Quels sont les pours et les contres du capital-risque ? Et à quel point s’agit-il d’un placement risqué ?

Côté avantages, si vous avez toujours rêvé d’être entrepreneur ou investisseur d’une entreprise innovante, c’est chose faite. L’investissement en capital-risque vient au soutien de l’économie réelle. Votre apport participe au financement d’un projet entrepreneurial et, en contrepartie, vous entrez au capital d’une entreprise.

Autre avantage certain, en pariant sur une entreprise innovante à fort potentiel, vous saisissez l’opportunité d’un gain important. Dans l’hypothèse où le développement de l’entreprise était marqué par une forte croissance, votre retour sur investissement vous offrirait une belle plus-value.

Cependant, si l’investissement en capital-risque offre un rendement exceptionnel, c’est aussi parce qu’il est risqué. Si l’entreprise sur laquelle vous avez misé fait faillite, vous risquez fort de perdre tout ou partie du capital investi.

Tout le monde ne peut pas s’inventer « fonds de capital risque ». Fort heureusement, l’Autorité des marchés financiers (AMF) y veille de près. Les sociétés de gestion doivent obtenir un agrément pour les administrer.

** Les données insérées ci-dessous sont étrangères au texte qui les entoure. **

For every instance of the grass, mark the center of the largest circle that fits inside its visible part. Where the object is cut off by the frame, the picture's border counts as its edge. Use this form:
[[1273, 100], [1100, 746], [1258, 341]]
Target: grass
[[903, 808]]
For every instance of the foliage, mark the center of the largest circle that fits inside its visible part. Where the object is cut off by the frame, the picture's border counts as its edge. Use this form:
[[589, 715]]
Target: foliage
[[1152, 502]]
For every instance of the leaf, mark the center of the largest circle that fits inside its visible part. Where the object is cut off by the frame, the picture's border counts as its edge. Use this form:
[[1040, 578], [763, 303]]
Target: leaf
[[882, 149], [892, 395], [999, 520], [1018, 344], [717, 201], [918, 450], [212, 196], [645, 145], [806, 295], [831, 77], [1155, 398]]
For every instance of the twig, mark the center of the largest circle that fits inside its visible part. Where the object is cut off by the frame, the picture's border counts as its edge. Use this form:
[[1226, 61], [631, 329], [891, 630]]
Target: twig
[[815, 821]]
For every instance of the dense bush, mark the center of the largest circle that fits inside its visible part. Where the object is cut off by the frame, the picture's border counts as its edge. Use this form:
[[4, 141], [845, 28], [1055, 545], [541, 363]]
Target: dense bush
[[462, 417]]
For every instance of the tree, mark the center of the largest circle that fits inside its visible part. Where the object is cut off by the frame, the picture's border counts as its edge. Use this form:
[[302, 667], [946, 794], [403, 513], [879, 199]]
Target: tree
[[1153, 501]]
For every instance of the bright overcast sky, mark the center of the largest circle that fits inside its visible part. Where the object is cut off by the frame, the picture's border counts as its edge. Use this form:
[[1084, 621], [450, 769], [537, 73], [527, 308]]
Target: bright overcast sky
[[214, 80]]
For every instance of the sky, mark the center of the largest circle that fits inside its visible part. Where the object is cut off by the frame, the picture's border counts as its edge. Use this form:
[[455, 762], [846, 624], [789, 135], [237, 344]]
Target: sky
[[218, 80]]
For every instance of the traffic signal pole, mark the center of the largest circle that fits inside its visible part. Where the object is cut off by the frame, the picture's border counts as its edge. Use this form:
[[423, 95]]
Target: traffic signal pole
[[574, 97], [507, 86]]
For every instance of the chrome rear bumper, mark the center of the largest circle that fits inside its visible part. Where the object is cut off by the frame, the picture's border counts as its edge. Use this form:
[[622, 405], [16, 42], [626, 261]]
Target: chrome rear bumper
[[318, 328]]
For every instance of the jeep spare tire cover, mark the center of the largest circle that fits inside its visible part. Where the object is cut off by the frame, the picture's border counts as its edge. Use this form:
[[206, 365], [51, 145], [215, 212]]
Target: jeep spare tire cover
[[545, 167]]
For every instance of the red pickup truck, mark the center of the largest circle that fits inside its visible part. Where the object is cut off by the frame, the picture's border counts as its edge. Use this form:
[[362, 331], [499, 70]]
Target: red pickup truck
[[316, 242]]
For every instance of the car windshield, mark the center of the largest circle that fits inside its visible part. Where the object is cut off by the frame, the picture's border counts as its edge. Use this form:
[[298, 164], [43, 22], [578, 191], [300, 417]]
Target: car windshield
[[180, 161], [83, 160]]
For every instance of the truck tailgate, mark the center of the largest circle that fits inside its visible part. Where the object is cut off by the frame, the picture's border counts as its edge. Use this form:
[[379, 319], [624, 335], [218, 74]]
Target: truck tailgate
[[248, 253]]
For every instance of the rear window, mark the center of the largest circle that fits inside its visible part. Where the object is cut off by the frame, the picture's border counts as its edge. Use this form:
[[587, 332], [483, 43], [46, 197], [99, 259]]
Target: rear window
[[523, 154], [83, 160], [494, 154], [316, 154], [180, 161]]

Le fonds de capital-risque peut prendre plusieurs formes juridiques : sociétés de capital-risque (SCR), fonds communs de placement à risque (FCPR), fonds communs de placement dans l'innovation (FCPI), fonds d'investissement de proximité (FIP).

Chaque fonds dispose de commanditaires (les investisseurs) et d’un commandité, c’est-à-dire la personne en charge du fonds et qui perçoit des honoraires pour le gérer.

C’est au commandité de décider, sur la base des règles de gestion du fonds, sur quelles entreprises investir et pour combien de temps. L’investissement en capital-risque est un investissement au long terme, d’une durée de 5 à 10 ans.